Radiology, pathology, and surgical AI systems require pixel-precise annotation of MRI scans, CT images, histopathology slides, and endoscopy videos. Segmentation masks and polygon annotations at this precision level are where SAM and DEXTR produce the largest reduction in annotation cost. It becomes feasible to trace complex organ boundaries and irregular pathological shapes using AI-assisted boundary generation.

Clinical imaging data is subject to strict regulatory requirements in most jurisdictions, making data isolation a hard requirement for this use case. As covered in the data privacy section above, the AMI keeps all data within the subscriber's own AWS environment, making it the appropriate deployment model here.

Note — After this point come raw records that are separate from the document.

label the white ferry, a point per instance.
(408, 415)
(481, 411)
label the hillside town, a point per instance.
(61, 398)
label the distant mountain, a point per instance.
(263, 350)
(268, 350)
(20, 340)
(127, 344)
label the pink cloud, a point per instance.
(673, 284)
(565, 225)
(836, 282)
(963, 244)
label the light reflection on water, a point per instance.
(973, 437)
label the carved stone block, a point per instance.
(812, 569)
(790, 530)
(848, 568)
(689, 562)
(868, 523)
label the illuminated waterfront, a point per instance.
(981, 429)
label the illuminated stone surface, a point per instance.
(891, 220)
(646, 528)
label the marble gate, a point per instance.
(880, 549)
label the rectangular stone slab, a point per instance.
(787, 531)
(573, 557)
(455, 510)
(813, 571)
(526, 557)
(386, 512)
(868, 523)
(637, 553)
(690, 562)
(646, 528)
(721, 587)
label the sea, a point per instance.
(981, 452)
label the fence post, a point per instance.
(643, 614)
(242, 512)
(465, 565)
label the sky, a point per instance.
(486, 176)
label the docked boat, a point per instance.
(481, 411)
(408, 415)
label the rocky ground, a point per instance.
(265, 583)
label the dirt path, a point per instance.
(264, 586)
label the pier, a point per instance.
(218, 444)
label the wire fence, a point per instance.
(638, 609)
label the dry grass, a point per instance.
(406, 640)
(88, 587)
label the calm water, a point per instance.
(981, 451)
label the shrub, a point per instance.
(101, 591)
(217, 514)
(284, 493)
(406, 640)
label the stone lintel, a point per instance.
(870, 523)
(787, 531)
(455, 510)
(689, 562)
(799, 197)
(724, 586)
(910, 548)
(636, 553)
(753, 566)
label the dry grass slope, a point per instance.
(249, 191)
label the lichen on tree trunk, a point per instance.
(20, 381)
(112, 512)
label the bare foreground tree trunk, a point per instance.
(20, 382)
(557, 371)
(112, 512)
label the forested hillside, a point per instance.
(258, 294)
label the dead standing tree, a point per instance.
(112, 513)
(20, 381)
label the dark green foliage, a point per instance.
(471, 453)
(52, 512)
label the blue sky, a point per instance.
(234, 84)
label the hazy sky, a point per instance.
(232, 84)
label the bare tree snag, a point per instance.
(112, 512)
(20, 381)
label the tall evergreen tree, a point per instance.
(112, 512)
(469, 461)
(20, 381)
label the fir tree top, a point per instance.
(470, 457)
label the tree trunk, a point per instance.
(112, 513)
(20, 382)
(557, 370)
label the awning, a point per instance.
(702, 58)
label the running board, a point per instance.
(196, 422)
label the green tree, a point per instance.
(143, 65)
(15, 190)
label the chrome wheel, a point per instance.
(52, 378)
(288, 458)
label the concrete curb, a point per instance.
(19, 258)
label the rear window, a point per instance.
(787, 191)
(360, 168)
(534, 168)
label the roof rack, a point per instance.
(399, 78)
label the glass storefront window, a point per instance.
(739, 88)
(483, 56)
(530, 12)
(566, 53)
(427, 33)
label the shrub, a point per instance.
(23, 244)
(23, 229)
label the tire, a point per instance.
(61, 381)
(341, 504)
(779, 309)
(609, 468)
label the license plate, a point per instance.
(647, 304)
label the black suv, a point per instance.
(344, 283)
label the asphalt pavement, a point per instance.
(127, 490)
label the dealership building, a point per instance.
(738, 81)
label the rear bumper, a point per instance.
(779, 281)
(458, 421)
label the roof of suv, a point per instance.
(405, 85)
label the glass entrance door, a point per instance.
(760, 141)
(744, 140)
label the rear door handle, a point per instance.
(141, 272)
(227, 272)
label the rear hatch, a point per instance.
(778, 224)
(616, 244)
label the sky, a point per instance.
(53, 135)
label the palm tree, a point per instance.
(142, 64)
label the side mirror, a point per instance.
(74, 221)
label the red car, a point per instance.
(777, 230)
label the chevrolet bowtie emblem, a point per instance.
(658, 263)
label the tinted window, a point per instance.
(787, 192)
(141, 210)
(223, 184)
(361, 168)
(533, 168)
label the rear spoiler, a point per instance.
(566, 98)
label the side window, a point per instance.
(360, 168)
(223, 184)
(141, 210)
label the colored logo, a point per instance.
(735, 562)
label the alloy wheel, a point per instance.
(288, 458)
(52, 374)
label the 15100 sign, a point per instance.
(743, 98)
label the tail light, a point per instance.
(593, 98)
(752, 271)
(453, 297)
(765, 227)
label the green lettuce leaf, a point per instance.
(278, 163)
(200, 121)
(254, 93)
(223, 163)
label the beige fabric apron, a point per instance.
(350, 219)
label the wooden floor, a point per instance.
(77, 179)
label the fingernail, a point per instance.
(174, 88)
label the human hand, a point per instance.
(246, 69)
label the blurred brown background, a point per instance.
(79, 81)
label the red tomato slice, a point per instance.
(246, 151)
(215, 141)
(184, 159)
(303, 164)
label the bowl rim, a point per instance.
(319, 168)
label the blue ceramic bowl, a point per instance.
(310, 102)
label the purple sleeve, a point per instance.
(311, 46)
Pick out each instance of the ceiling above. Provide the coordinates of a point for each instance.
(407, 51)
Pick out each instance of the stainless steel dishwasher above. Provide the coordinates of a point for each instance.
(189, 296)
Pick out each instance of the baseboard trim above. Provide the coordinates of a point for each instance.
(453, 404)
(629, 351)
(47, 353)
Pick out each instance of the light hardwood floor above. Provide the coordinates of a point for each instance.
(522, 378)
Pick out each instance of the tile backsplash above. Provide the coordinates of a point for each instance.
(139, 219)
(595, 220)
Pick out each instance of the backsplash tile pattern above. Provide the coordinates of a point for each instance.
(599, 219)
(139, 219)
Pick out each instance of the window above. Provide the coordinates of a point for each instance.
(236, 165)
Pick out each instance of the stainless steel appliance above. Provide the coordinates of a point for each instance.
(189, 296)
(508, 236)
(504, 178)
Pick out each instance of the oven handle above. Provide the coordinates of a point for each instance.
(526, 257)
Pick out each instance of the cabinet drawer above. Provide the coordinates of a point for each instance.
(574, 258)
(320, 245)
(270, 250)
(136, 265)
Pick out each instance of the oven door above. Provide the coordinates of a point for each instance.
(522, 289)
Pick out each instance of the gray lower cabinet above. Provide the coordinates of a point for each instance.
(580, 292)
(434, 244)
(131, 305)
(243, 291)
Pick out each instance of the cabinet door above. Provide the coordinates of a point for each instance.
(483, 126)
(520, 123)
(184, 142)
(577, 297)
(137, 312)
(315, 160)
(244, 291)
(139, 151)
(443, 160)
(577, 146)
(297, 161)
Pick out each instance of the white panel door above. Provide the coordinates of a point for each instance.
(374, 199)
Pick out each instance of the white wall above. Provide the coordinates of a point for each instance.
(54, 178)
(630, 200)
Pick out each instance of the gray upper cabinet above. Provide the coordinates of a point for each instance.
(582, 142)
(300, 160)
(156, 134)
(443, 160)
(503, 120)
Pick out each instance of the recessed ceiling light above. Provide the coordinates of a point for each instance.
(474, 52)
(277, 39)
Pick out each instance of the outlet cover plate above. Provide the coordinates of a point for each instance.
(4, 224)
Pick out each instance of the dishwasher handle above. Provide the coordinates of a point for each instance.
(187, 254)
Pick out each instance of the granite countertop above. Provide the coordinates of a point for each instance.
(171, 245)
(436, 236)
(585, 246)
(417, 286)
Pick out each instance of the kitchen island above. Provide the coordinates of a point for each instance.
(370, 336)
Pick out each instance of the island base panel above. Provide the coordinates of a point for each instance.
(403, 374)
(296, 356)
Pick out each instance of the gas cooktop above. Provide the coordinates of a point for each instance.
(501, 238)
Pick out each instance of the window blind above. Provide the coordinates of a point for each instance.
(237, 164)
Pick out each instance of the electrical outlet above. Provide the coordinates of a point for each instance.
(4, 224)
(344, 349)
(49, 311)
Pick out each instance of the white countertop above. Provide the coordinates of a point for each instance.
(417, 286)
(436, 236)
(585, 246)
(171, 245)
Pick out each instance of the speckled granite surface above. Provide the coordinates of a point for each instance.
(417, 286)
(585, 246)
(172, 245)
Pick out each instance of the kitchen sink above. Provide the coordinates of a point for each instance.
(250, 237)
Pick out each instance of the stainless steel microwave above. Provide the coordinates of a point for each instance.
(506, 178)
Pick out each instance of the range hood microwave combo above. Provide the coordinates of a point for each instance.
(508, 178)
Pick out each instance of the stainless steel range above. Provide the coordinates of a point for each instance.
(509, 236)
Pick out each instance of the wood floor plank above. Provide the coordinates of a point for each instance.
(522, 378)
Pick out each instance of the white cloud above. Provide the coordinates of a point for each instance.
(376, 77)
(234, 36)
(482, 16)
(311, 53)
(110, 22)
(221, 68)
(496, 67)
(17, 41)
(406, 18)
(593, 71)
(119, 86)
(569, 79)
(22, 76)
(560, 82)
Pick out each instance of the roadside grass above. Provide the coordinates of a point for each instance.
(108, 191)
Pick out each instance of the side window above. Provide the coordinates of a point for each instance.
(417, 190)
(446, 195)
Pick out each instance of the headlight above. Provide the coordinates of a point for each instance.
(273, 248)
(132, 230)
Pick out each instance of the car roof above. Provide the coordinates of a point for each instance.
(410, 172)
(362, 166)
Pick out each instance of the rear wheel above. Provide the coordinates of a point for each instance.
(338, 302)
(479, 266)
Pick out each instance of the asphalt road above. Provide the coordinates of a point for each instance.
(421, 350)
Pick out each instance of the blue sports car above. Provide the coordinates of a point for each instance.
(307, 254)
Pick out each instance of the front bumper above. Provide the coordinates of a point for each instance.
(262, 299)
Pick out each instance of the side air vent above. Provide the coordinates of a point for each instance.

Drone and satellite imagery analysis

Remote sensing datasets for agriculture, infrastructure inspection, environmental monitoring, and urban planning require annotation of aerial imagery at sub-meter resolution across large geographic areas. Object density is high, and objects are often small relative to image dimensions, making annotation volume the primary cost driver.

The AMI's flat per-hour pricing scales annotation infrastructure cost with compute consumption rather than team size or task volume. Organisations processing large aerial datasets pay for the compute hours their workload requires.

Retail object detection and shelf analytics

Retail AI applications, including planogram compliance monitoring, inventory tracking, and out-of-stock detection, require dense bounding box annotation across large product catalogues and varied store environments. CVAT exports directly to YOLO format. The gap between a completed annotation task and a training-ready dataset is a single export operation with no intermediate conversion step.

Ideally, your team should never have to think about annotation setup again. Yobitel's CVAT AMI is built to meet that standard. It removes every infrastructure decision that stands between your team and productive annotation work. The only thing left to do is log in and start labelling.

FAQs

Is my annotation data secure on AWS?

Yes. All annotation data images, labels, and exports remain within your own AWS account. Nothing is transmitted to Yobitel or any third-party platform. S3 integration uses IAM role-based authentication, meaning no credentials are stored in CVAT.

Which EC2 instance type should I choose?

Yobitel lists 16 supported instance types in the Marketplace pricing table. The t3.large is recommended as the starting point for most teams, as it handles standard annotation workloads well. For large concurrent teams or AI-assisted annotation tasks (SAM, DEXTR), m5.xlarge or m5.2xlarge provides additional compute headroom. GPU instances are not required for annotation; they become relevant in model training, which happens downstream of CVAT.

Can I integrate custom models into the CVAT AMI?

Yes. The AMI's open-source CVAT base supports custom model integration for AI-assisted annotation. Teams can add custom serverless functions (via Nuclio) to expose their own models as annotation assistants within the CVAT interface, useful for domain-specific tasks where generic models like SAM do not perform optimally.